I’d say earnings are a better, but still not great measure of value added.
Apparently they add at least $1 in value to every transaction, otherwise buyers would not use that service, and simply buy the $99 product.
In fact, they probably add more than $1 in value since they were selected.
If they have massive revenue, as you posited, then they added massive value to buyers in total, exceeding their profits.
Read about consumer and producer surplus.
Exponential, many-year growth is enough to explain those market caps.
Exxon’s raw material (oil) was expensive, had high price volatility, didn’t scale, and required (relatively) more people. This capped gross margins, and made growth expensive.
Facebook’s raw material (bits/electricity) is much cheaper and has Moore’s law at their back. It scales well, as does their (relatively) lower headcount. They get valued much higher relative to revenue or employees.
This makes the market cap a weaker proxy for usefulness.
Personally it would definitely improve my life if Facebook went down and people around me stopped scrolling their Instagram.
Moreover, Microsoft doesn't have a flagship product which they're using to abuse their monopoly position.
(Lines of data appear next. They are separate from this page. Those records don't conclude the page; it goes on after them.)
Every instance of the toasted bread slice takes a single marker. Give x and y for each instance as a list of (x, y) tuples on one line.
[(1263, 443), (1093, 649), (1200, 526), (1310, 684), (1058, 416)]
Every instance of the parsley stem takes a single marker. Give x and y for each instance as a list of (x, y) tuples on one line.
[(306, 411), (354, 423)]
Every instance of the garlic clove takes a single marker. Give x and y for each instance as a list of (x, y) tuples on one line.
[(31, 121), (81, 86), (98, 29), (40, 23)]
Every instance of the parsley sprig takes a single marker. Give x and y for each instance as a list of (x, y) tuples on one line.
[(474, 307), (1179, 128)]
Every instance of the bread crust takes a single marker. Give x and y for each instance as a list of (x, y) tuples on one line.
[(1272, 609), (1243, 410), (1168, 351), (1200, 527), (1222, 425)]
The other four do: Apple has its app store, Google has its search+ads vertical and its app store, Amazon has its delivery service, and Facebook has its social+ads vertical.
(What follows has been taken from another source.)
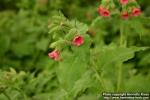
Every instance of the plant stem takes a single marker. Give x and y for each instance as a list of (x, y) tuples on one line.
[(8, 97), (98, 76), (119, 77), (122, 44)]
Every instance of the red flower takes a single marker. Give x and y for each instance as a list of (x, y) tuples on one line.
[(136, 12), (78, 40), (103, 11), (54, 55), (125, 15), (124, 2)]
EDIT: And I think I know the reason why. Imagine your kid has a birthday party and invites Alice, Bob and Charlie from school. All is fine. Imagine now that he invites everyone from his grade. Everyone except David. That is bound to piss David off a lot.
Oh and I think game deals are cleared in advance, while app removals happen after you've already done the work.
They've also helped pay for the console with hardware sold at a loss (near-loss nowadays after the PS3 loss mess). So it was seen as a necessary "evil" by most.
The one being seen nowadays as bad -- which answers your "everyone except David" metaphor -- is Epic Games buying "everyone except Steam" exclusivity deals. But that topic is too deep to go into here.
It's a common sentiment that Sherman Antitrust was a prerequisite for prosecuting and breaking up trusts a century ago; we needed powerful legislative tools in order to even define and understand the abuses that those corporations brought upon us. Similarly, I have heard many people suggest that we will need new legislation in order to properly describe what Amazon has built in terms of systems which deliberately abuse labor, control shoppers, and grift the public.
And there was some hoopla a year ago about the windows licensing terms changing in a way that made migrating Windows workloads from on prem to cloud difficult for the main cloud providers except for Azure.
You can commit a crime multiple times, you just can't be punished for the same instance twice. Maybe I understand this wrong though.
But why Apple? Android has a very substantial market share and provides a good hedge against Apple iOS, same for the MacOS/Windows market.
The real answer to why is that it is a grandstanding joker jury and all of their reasons are stupid and dishonest.